The results on the damage chart don't always have to be in the same order either, so two frigates of the same type may have completely different looking damage charts (even though both have the same exact systems).
To make little ship's useful, you could let them swarm to attack. A small number of ships using the same laser or kinetic attack (since missiles operate independently, you could layer different missile templates and achieve the same effect) can pool their results into a single attack step. Three frigates could combine their Step-3 (d4) laser attacks into a single Step-9 (d8+d6) laser attack, something that any sane captain would want to stay far away from. There would have to be a practical cap on the number of ships that can combine, and I'm assuming that it wouldn't work for ship's above a certain size (there has to be some cinematic differences between large and small ships, otherwise it becomes the Traveller Eurisko (http://aliciapatterson.org/stories/eurisko-computer-mind-its-own) problem.

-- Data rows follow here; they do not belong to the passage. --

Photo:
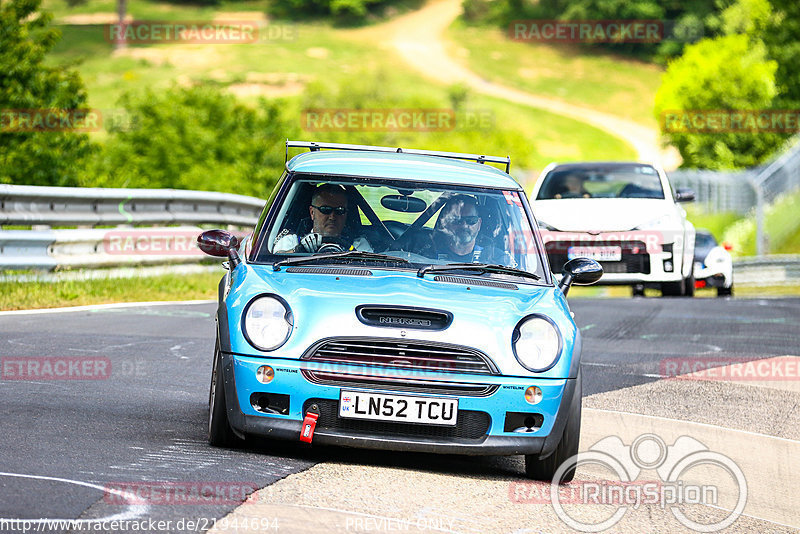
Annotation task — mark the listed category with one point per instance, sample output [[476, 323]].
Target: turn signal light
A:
[[265, 374], [533, 395]]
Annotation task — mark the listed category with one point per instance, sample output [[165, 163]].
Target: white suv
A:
[[626, 216]]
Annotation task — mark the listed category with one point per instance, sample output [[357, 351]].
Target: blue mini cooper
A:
[[397, 299]]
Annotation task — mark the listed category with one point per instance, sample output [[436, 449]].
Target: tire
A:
[[567, 448], [688, 286], [672, 289], [220, 433]]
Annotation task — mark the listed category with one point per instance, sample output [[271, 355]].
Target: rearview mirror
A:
[[684, 194], [579, 271], [220, 244], [403, 203]]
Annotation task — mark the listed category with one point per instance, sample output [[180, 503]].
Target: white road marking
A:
[[107, 306], [134, 510], [707, 425], [615, 366]]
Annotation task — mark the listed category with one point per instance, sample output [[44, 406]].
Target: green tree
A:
[[725, 73], [26, 83], [197, 138]]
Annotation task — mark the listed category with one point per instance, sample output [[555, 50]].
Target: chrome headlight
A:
[[267, 322], [537, 343]]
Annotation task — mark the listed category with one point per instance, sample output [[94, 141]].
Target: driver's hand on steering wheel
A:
[[311, 242]]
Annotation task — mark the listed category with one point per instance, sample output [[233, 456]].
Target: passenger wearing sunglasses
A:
[[457, 229], [328, 211]]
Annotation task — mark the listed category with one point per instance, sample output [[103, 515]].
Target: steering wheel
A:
[[328, 248]]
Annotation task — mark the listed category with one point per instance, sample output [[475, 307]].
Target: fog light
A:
[[265, 374], [533, 395]]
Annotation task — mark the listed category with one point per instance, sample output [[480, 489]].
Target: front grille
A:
[[330, 270], [407, 384], [474, 281], [635, 258], [395, 354], [471, 425]]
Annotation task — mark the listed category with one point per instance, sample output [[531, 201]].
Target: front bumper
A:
[[558, 400], [642, 261], [713, 277]]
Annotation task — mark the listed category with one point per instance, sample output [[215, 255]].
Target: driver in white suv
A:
[[328, 211]]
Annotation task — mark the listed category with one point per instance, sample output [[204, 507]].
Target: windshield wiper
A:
[[483, 267], [350, 254]]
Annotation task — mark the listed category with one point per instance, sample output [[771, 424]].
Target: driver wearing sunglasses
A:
[[328, 211]]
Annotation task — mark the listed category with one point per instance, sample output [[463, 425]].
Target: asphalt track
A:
[[64, 441]]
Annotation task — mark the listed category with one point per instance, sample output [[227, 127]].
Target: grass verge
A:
[[740, 291], [34, 295], [600, 81]]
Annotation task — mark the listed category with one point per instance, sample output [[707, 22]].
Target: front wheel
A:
[[567, 448], [672, 289], [725, 291], [220, 433], [688, 286]]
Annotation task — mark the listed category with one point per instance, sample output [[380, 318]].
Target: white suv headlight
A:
[[267, 322], [537, 343], [665, 221]]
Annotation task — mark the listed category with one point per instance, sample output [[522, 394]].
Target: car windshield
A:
[[410, 224], [603, 181]]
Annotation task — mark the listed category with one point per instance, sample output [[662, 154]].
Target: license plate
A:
[[595, 253], [398, 408]]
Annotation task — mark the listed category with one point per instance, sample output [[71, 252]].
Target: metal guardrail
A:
[[777, 270], [87, 206], [44, 248], [741, 191]]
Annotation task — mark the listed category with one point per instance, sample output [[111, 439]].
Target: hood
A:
[[324, 306], [601, 214]]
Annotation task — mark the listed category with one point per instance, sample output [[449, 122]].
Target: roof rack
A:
[[314, 147]]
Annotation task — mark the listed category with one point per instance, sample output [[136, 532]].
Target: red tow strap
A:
[[309, 424]]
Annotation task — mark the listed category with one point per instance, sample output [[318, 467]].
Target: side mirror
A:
[[220, 244], [579, 271], [684, 194]]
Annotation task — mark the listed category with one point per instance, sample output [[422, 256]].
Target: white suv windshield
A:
[[601, 181], [419, 222]]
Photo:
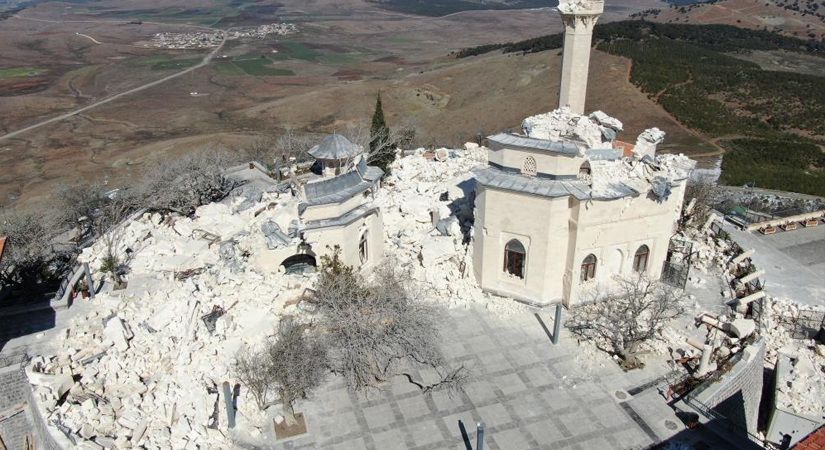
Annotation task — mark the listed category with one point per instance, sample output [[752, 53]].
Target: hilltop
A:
[[705, 77]]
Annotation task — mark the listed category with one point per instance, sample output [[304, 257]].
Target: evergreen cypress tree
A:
[[379, 136]]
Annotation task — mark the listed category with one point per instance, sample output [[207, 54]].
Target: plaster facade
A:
[[559, 233], [562, 205]]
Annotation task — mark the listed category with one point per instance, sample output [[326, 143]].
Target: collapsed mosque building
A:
[[565, 202], [331, 212]]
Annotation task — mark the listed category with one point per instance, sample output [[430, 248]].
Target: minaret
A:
[[579, 17]]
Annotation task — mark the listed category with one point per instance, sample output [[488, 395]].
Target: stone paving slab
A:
[[528, 393]]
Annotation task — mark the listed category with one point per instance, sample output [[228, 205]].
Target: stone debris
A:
[[141, 370], [428, 218], [563, 123]]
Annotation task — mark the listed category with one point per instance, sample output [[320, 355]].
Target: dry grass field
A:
[[57, 57], [754, 14]]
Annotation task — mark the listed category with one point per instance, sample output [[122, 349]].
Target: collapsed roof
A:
[[336, 147], [342, 187]]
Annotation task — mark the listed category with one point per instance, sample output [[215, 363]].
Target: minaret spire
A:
[[579, 17]]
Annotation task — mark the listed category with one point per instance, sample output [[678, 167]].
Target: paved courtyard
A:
[[794, 261], [528, 393]]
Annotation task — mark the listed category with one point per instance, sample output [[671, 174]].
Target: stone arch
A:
[[616, 262], [515, 257], [299, 263], [589, 267], [640, 259]]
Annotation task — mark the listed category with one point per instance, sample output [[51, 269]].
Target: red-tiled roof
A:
[[814, 441]]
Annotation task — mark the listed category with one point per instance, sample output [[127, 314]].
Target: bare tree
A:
[[383, 144], [109, 223], [290, 366], [298, 363], [253, 369], [377, 328], [29, 253], [700, 195], [621, 316], [72, 203], [183, 183]]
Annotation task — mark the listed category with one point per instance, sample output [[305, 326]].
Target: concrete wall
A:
[[783, 422], [613, 230], [738, 393], [15, 390], [323, 240], [540, 224], [576, 61], [546, 162], [559, 233]]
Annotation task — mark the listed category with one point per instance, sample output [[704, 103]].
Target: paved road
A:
[[794, 261], [206, 60]]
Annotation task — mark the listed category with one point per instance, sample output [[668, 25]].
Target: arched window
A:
[[529, 168], [585, 173], [514, 257], [640, 259], [589, 267], [363, 249]]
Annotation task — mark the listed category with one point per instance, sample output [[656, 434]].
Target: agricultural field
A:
[[256, 67], [321, 79], [767, 121], [19, 72], [446, 7]]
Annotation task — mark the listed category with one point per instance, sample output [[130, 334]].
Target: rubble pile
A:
[[611, 178], [428, 217], [804, 391], [145, 367], [148, 362]]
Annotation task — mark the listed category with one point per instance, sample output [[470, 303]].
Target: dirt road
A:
[[206, 60]]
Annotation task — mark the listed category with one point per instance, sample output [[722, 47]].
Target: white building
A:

Some of these posts are a little old; if you want to jump in the google group (see right tab of blog) there's more recent stuff.
DeleteI think the latest iteration is each amount over the defence is a hit (i.e. 4 needed, rolls 7 = therefore 3 hits or "margain of success")
The hits are then rolled against a chart of systems
1 = engines
2 = shields/armour
3 = primary battery
4 = secondary battery
5 = sensors
6 = crew
etc etc
Some areas can take more than 1 hit, but usually the 2nd hit knocks out the system....
Hey, I was just re-reading this for inspiration for my own spaceship rules and a thought struck me for the damage system - what if you assigned each class of ship a die type? IE d12 for aircraft carrier equivalent, d10 for cruiser, d8 for destroyer, d6 for frigate, d4 for corvette? Then the system hits could be specific to each ship, with smaller ships having less systems/health. You could even tie systems to health with once every system is damaged, the ship is destroyed. I don't know how good of an idea it really will be once I get around to testing it (or if you're even still working on these rules), but it seems like a neat idea to me.
ReplyDeleteNevermind, just realized someone else had the exact same idea...this is what I get for not reading the comment section first. Anyway, props to TimP, I think that seems like a cool idea. I'll have to try it out with my own rules when I get time.